Tak cuma itu, ucapan istighfar bahkan bisa menjadi amunisi utama seorang Muslim dalam menghancurkan tipu daya iblis selama ini. Abu Bakar as-Shiddiq menanggapi ayat ini dengan berkata: “Hendaklah kalian bertauhid dengan sungguh-sungguh dan beristighfar. Perbanyaklah keduanya, sebab iblis pernah mengakui keampuhan ucapan mulia itu. Ia berkata: ‘Saya membinasakan manusia dengan dosa-dosa, tetapi sesungguhnya mereka juga sanggup membinasakanku. Tak lain dengan ucapan la ilaha illallah (tauhid) dan istighfar. Ketika saya mengetahui hal tersebut, saya lalu menggelincirkannya dengan hawa nafsu. Alhasil manusia menyangka mereka telah mendapatkan hidayah sedang mereka tertipu.”
Tak Cukup Buat Diri Sendiri
Syariat Islam sebagai agama yang memperhatikan aspek sosial mengajarkan kepada umatnya untuk tidak bersikap ego dan hanya memikirkan diri sendiri. Karenanya, selain perintah untuk memohon ampun buat diri sendiri, Islam juga menyuruh untuk senantiasa mendoakan kebaikan bagi saudara yang lain.
Ayat ini juga menegaskan kemurahan Allah kepada umat Islam, tidak kepada umat sebelumnya. Dimana Allah memerintahkan kepada Nabi-Nya untuk mendoakan kebaikan bagi seluruh kaum Muslimin. Sedang Rasulullah SAW sendiri sudah mendapat jaminan langsung sebagai as-Syafi’ (pemberi syafaat) pada Hari Kiamat nanti. Rasulullah SAW adalah orang yang dijamin doanya dikabulkan oleh Allah.

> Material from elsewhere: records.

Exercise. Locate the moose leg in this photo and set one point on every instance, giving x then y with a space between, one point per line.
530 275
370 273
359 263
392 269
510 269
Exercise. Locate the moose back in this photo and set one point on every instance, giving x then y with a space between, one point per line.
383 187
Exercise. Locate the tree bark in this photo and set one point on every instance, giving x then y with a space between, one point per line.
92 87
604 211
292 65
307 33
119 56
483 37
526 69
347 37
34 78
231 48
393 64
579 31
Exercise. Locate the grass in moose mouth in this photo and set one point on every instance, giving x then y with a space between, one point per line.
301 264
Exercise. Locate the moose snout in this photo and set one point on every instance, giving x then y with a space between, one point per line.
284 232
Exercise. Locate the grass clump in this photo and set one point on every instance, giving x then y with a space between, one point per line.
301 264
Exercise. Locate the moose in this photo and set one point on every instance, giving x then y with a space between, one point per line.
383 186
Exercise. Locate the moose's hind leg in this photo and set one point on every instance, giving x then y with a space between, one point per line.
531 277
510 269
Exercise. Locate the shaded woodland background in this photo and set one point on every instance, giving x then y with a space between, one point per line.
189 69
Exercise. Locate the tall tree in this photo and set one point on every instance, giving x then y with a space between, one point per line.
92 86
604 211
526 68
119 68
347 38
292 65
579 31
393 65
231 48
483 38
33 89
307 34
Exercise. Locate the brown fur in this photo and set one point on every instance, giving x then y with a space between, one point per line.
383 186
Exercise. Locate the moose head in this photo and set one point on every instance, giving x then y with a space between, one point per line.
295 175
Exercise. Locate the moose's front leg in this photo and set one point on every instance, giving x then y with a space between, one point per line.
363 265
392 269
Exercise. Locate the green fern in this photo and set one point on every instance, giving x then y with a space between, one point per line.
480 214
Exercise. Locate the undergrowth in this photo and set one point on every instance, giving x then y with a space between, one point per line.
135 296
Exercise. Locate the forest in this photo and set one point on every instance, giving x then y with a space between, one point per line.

Imam as-Sa’di menambahkan, sekiranya seorang Muslim diperintahkan memohonkan ampun bagi dosa-dosa saudaranya, maka tentunya perkara yang lebih utama adalah menasihati dan menolong mereka dalam kebaikan. Mencintai sesama Muslim layaknya ia cinta kepada dirinya sendiri. Seorang Muslim juga wajib membenci keburukan jika itu terjadi pada saudaranya, seperti ia tidak menginginkan keburukan itu terjadi pada dirinya sendiri.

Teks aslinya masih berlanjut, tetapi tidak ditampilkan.